In the effort to respond to epidemics, the international community often overlooks the consequences for basic healthcare provision in already-fragile health systems. For countries with weak health systems forced to grapple with epidemic illness, the diversion of limited resources away from basic health services can be more severe and longer-lasting than the illness itself. A study from 2016 estimates that during the Ebola epidemic, there was a full 50 percent reduction in access to healthcare services, which dramatically exacerbated malaria, HIV/AIDS, and tuberculosis mortality rates. In Liberia, childhood immunizations were significantly reduced, primary health care came to a virtual halt, and cases of malaria nearly increased by 50 percent. Pregnant women also bore the brunt of Ebola, with facility-based deliveries and overall use of maternal health services decreasing by more than 80 percent in some areas.

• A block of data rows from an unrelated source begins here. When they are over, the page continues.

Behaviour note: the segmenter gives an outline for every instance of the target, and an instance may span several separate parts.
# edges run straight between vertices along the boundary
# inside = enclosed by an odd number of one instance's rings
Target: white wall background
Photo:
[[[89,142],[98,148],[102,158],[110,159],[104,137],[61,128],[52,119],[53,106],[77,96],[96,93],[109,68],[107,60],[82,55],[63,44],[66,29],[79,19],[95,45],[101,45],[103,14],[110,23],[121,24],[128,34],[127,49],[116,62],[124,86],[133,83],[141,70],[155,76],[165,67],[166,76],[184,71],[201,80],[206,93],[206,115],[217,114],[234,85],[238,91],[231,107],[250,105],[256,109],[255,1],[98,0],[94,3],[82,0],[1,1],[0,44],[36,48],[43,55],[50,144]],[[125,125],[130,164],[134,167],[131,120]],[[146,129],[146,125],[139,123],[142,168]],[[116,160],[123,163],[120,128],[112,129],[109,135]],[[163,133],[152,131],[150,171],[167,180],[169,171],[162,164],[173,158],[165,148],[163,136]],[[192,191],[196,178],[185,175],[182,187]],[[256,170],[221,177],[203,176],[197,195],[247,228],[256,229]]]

There have been improvements in diagnostics, therapeutics, surveillance, and national and international coordination since the Ebola outbreak, but the stark reality is that many resource-constrained countries remain as vulnerable as they were prior to Ebola. History has demonstrated that disease and illness almost always disproportionately affect the poor, and COVID-19 is primed to do the same. What should low-resource countries do in the face of this tsunami at their door?
While “health systems strengthening” is an attractive goal, much of the momentum and lessons learned from Ebola was hamstrung by lack of funding or took a backseat to other pressing priorities in these already overextended and weak public health systems. Even as the US increases its own epidemic prevention and response measures, we must confront the reality of COVID-19 globally, and the threat it poses to communities more vulnerable than our own. Though little time remains before the storm surge of illness hits, the international community can help work in solidarity with low-income countries to stem the tide of this new virus, which will certainly make a preferential option for the poor and marginalized in its virulence, morbidity, and mortality.